Ayrıca matın bir parçası olan bazı bakterilerin “atığının” sıklıkla faydalı kaynak Başkaları için. Bu, iki bakteri grubunun (hidrojen sülfür fotosentetikleri ve sülfat indirgeyicileri) bir arada bulunması örneğiyle kolayca gösterilebilir. Bunlardan ilki, yüksek bitkiler gibi oksijeni değil, hidrojen sülfürü kullanarak fotosentez yapabilir. Bununla birlikte, etkinliklerinin bir yan ürünü olan kükürt oksitler, suda bir kez karışınca hemen sülfürik asit ve ardından sülfatlar oluşturur. Bu sülfatlar, onları hidrojenle indirgeyen sülfat indirgeyicileri için arzu edilen bir besindir. Ancak bu sürecin bir yan ürünü, birinci grup bakteri tarafından kullanılan hidrojen sülfittir.

Dolayısıyla bu bakterilerin iki grubu aynı mat içerisinde yaşarsa tamamen kendi kendine yeten bir ekosistem oluşturacaktır. Ve bunlara hidrojen donörleri olarak metan oksitleyen bakterileri (metanı oksitleyerek karbondioksit ve moleküler hidrojen oluştururlar) ve metonojenik bakterileri de eklerseniz; karbon dioksit ve metan oksitleyiciler tarafından üretilen moleküler hidrojen, bir yan ürün olarak ilk grubun ihtiyaç duyduğu metanı üretir, sonra " ekonomik aktivite" daha da dengeli hale gelecektir. O zaman hidrojen için uzağa gitmenize gerek kalmayacak, koloninin diğer üyeleri bunu sağlayabilir. Kısacası paspas, insanların henüz sağlayamadığı neredeyse atıksız bir bitkidir. yarat, yani doğa onu üç milyar yıl önce doğurdu!

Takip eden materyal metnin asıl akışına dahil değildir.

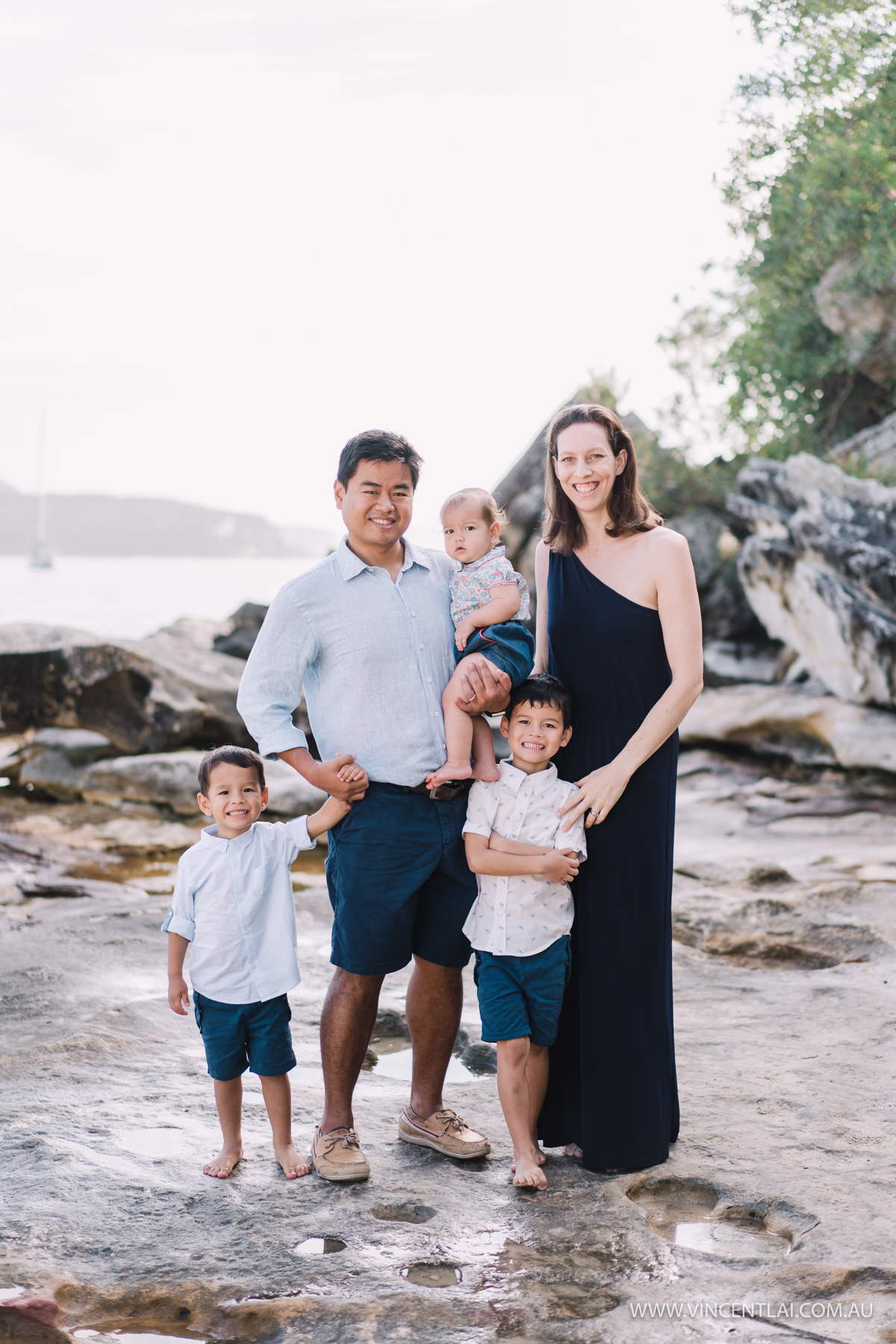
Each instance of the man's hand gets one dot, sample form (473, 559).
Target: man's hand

Keşif gezisinin sonuçlarının gösterdiği gibi, Mariana Çukuru'nda sadece mikrobiyal "kilimler" yaşamakla kalmıyor, aynı zamanda hayvan dünyasının daha önce bilim tarafından bilinmeyen diğer birkaç temsilcisi de burada fark edildi. Örneğin, 17 santimetrelik dev amfipod kabuklular ( Amfipod), Rusya'da amfipodlar olarak adlandırılıyorlar, görünüş olarak karideslere çok benziyorlar. Bu kabuklular üzerinde yapılan araştırmalar, vücutlarının, aşırı yüksek basınç altında dokuların daha verimli çalışmasına yardımcı olan bileşikler içerdiğini göstermiştir.

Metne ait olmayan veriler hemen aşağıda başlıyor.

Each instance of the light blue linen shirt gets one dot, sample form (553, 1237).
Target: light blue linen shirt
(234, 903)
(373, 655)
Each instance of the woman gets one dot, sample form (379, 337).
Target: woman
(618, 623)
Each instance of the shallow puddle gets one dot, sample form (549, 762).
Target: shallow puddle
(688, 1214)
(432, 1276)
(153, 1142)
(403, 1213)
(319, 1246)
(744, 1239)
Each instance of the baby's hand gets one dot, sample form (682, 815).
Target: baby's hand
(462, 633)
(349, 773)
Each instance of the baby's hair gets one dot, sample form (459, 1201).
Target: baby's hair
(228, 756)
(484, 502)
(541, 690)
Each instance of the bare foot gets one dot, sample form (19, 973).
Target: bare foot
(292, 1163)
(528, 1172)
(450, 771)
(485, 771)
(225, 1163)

Üniversitedeki Scripps Oşinografi Enstitüsü'nden mikrobiyolog Doug Bartlett, "Bu bileşiklerden biri, Alzheimer hastalığının gelişimiyle ilişkili amiloid plaklarını yok etmek için şu anda test edilen bir ilaçla bileşim açısından aynı olan scylloinositol'dur" diyor. Kaliforniya, San Diego. Mariana Çukuru'ndan alınan 20 bin mikrop daha araştırmacılar için sırasını bekliyor.

Papua Yeni Gine açıklarındaki Yeni Britanya Çukuru'nda 8,2 kilometre derinlikte bir "yeni gelen" daha bulundu. Deniz salatalıklarının veya deniz salatalıklarının temsilcisi olduğu ortaya çıktı ( Holothurioidea) - derisi dikenli gruptan komik yaratıklar ( Ekinodermata). "Geçmişte bu derinliklerde vardılar ama filme alınmamıştı. Bunlardan birini gördük ve ne olduğunu düşündük. yeni tür", diyor Bartlett. Ve açmanın duvarları çok sayıda meşe palamudu solucanı, hendek tabanını sarmal dışkılarıyla kaplayan derin deniz omurgasızları ile süslenmiştir. "Solucanları hiç sevmediyseniz, o zaman sonra Bu videoyu izlediğinizde onları seveceksiniz" diye temin ediyor Bartlett.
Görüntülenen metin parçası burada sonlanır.